I like Sanders’s argument. The Republicans, in fact the right side of politics the world over, have always used fear and loathing as their favourite election-winning tactic. They know scared people don’t think straight. Scared people are easy to manipulate. Scared people are easy to convince to vote against their best interests. Like the screaming person in a horror movie being chased by the knife-wielding-psychopath, who chooses to be cornered by running up the stairs rather than choosing the obvious path to safety – the open front door. Sanders is the one out on the street, through that open door, ready to embrace the scared-out-of-their-wits electorate, to give them a way to solve their problems. Trump is the knife-wielding-psychopath who just so happens to be a member of the richest 1% of the richest 1% who would coincidentally find it very inconvenient if the frightened voters saw past his ‘look over there, it’s a coloured person’ scare-tactic and instead bore their anger down on his entrenched privilege. The fact that many Trump supporters respect Trump for no other reason than because he is rich is head-exploding dark irony at its best.
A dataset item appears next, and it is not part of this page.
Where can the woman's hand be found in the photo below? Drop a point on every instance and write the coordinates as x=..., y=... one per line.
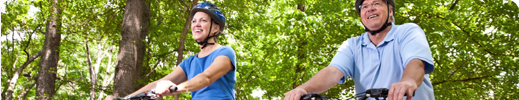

Then there’s the other argument which is far less sanitary. The other argument is that racism is alive and well in America, and that it’s always been alive and well, and that there is absolutely no surprise that Trump is able to use racism to win votes because the country may have had a black President and the world might have thought this represented a moment where America could no longer be perceived as a racist country, but that we then find we were wrong and that not only do the KKK still exist, but the Republican front-runner nominee refuses to criticise a clan leader through fear that this will lose him votes and that this culture is the real secret to Trump’s success. From this perspective, no matter how many good Americans there are who are absolutely mortified by Trump’s popularity, this popularity reveals undeniably that there is widespread racism in a country who have previously held themselves up as the welcoming home of immigrants looking for a better life; for opportunity, hope and optimism. In this argument, there is no excuse for the bad-behaviour of Trump supporters because there is no excuse for hatred and racism, with a big serving of sexism sprinkled throughout, and pardon my language but they can all go to hell, a place most of them claim to believe in, but also seem not to fear.
I don’t think there is a simple chicken and egg solution to this debate, and rather, as is often the case in politics the problem is caused by ‘a little from column A and a little from column B’. All I know is that whatever the underlying reasons for Trump’s rise, the world is watching on hoping and urging America will wake up to their better angels before it’s too late.